I haven't posted photos before, so I thought I'd give it a go :0
This derelict cottage has been empty and run down for many years, the top floor nearly meets the bottom now.
Had the owners permission to look at the remains of what was his family home.
Taken late afternoon/dusk (used a Fuji Finepix for these, not my usual camera)


----------



## st33ly (Apr 26, 2012)

Another good looking place


----------



## UE-OMJ (Apr 26, 2012)

Thats impressive. Did you get any closer shots of items on the shelves, etc?


----------



## JavaJane (Apr 26, 2012)

I'm trying to find them, on a disc or hard drive somewhere!


----------



## UE-OMJ (Apr 26, 2012)

And what was in the caravan, did you get a look?


----------



## UE-OMJ (Apr 26, 2012)

Ah, is this not a recent photoshoot?


----------



## JavaJane (Apr 26, 2012)

About two years back. I do want to go back, but the owner is a wee bit eccentric and I would prefer to go with a few people :/ The caravan is full of things like mattresses, beds etc, probably from the house.


----------



## Ninja Kitten (Apr 26, 2012)

ohhh lovely..


----------



## Judderman62 (Apr 26, 2012)

liking that lots


----------



## TranKmasT (Apr 26, 2012)

omj624p said:


> And what was in the caravan, did you get a look?

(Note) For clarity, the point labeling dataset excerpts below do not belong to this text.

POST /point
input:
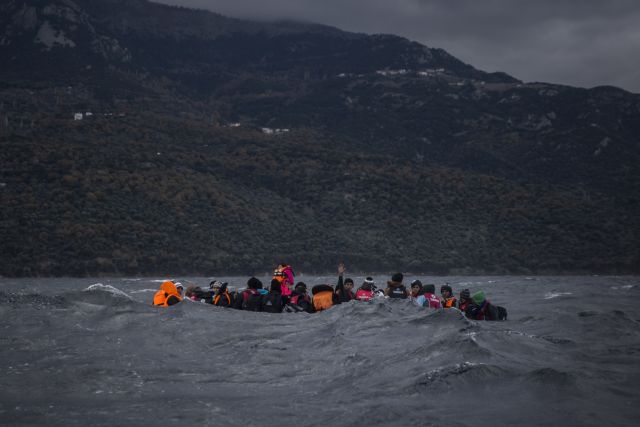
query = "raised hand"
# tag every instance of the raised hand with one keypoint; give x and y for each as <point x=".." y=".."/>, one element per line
<point x="341" y="269"/>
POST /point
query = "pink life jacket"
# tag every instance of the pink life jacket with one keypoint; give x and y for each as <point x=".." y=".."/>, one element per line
<point x="363" y="295"/>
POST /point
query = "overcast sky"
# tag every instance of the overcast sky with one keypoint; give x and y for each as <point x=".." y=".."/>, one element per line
<point x="576" y="42"/>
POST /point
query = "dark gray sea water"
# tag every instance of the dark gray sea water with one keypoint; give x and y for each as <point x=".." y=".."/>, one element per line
<point x="79" y="352"/>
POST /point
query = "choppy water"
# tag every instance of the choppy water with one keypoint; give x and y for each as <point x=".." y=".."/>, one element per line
<point x="95" y="352"/>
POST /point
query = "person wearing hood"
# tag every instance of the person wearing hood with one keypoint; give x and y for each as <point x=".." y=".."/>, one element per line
<point x="416" y="289"/>
<point x="447" y="298"/>
<point x="250" y="298"/>
<point x="285" y="276"/>
<point x="344" y="289"/>
<point x="481" y="309"/>
<point x="196" y="293"/>
<point x="273" y="302"/>
<point x="221" y="296"/>
<point x="465" y="300"/>
<point x="427" y="297"/>
<point x="167" y="295"/>
<point x="366" y="291"/>
<point x="395" y="288"/>
<point x="300" y="300"/>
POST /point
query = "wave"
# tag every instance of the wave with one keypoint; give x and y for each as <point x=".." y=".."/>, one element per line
<point x="99" y="287"/>
<point x="140" y="291"/>
<point x="551" y="295"/>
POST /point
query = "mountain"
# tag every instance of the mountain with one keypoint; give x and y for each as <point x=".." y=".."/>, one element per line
<point x="208" y="144"/>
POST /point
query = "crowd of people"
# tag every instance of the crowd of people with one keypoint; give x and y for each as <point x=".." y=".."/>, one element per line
<point x="284" y="294"/>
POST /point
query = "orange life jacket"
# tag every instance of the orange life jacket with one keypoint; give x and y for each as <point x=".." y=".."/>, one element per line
<point x="323" y="300"/>
<point x="449" y="302"/>
<point x="167" y="289"/>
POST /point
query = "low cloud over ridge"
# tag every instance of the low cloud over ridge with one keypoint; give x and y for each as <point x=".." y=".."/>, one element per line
<point x="576" y="42"/>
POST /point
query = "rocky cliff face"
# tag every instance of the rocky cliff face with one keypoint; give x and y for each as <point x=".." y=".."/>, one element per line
<point x="366" y="141"/>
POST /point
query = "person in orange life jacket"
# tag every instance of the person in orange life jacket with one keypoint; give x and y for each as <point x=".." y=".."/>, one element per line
<point x="448" y="300"/>
<point x="273" y="302"/>
<point x="221" y="296"/>
<point x="322" y="297"/>
<point x="416" y="288"/>
<point x="367" y="290"/>
<point x="167" y="295"/>
<point x="300" y="300"/>
<point x="395" y="288"/>
<point x="465" y="300"/>
<point x="481" y="309"/>
<point x="427" y="297"/>
<point x="250" y="298"/>
<point x="285" y="275"/>
<point x="344" y="290"/>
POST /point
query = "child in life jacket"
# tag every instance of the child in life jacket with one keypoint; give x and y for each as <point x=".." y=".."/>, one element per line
<point x="167" y="295"/>
<point x="300" y="300"/>
<point x="416" y="288"/>
<point x="427" y="297"/>
<point x="446" y="294"/>
<point x="366" y="291"/>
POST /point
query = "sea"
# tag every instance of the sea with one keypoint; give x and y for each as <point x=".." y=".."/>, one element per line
<point x="95" y="352"/>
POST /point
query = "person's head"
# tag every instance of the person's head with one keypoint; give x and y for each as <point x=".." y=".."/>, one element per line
<point x="478" y="297"/>
<point x="416" y="287"/>
<point x="179" y="287"/>
<point x="254" y="283"/>
<point x="190" y="291"/>
<point x="446" y="291"/>
<point x="301" y="288"/>
<point x="275" y="286"/>
<point x="348" y="284"/>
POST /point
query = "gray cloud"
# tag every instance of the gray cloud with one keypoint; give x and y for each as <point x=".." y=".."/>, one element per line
<point x="576" y="42"/>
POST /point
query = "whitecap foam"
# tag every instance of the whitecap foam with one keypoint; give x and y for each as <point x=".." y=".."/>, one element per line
<point x="107" y="288"/>
<point x="140" y="291"/>
<point x="550" y="295"/>
<point x="623" y="287"/>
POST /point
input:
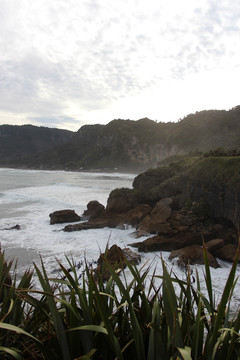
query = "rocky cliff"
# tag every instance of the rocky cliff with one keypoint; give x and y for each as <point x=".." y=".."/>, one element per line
<point x="182" y="204"/>
<point x="139" y="145"/>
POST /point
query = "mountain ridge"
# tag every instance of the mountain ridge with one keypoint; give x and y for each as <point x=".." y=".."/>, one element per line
<point x="138" y="145"/>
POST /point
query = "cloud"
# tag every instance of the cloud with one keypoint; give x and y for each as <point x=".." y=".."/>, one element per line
<point x="64" y="60"/>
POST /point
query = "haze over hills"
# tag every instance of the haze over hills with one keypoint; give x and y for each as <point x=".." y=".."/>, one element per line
<point x="121" y="144"/>
<point x="19" y="141"/>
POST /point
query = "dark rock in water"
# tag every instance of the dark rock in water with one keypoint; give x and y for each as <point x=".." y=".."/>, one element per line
<point x="121" y="200"/>
<point x="116" y="258"/>
<point x="62" y="216"/>
<point x="95" y="224"/>
<point x="135" y="216"/>
<point x="193" y="255"/>
<point x="214" y="245"/>
<point x="131" y="256"/>
<point x="94" y="210"/>
<point x="166" y="243"/>
<point x="227" y="253"/>
<point x="15" y="227"/>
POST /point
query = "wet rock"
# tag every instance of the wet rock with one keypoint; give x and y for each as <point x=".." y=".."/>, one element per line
<point x="121" y="201"/>
<point x="156" y="221"/>
<point x="116" y="258"/>
<point x="94" y="210"/>
<point x="192" y="255"/>
<point x="63" y="216"/>
<point x="165" y="243"/>
<point x="95" y="224"/>
<point x="227" y="252"/>
<point x="15" y="227"/>
<point x="135" y="216"/>
<point x="214" y="245"/>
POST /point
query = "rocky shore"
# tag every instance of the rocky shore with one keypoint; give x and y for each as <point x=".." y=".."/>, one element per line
<point x="180" y="206"/>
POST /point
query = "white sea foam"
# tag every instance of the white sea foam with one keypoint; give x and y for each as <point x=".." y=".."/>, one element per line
<point x="28" y="197"/>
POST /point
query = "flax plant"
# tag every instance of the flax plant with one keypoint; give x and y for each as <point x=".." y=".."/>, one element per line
<point x="69" y="319"/>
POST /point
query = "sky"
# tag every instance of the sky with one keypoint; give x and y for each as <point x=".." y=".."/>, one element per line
<point x="65" y="64"/>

Took the words right out of my mouth. Never seen a derelict caravan. 
The cottage looks interesting. Would of loved some close ups of the bottles.
Good work.


----------



## onthebusescrazy (Apr 27, 2012)

love the photos just brillant


----------



## JavaJane (Apr 27, 2012)

A few more photos, as I found where I put them!
The front of the cottage




















The door that led to the stairs






and outside, the top floor meets the bottom


----------



## JavaJane (Apr 27, 2012)

and the caravan


----------



## Urban Ghost (Apr 27, 2012)

Top stuff that!


----------



## UE-OMJ (Apr 27, 2012)

There wasnt a dead bird in the cage was there...?


----------



## JavaJane (Apr 27, 2012)

I didn't look!


----------



## Stussy (Apr 27, 2012)

Awesome little find, the good ones are becoming very hard to find, thanks for the share!


----------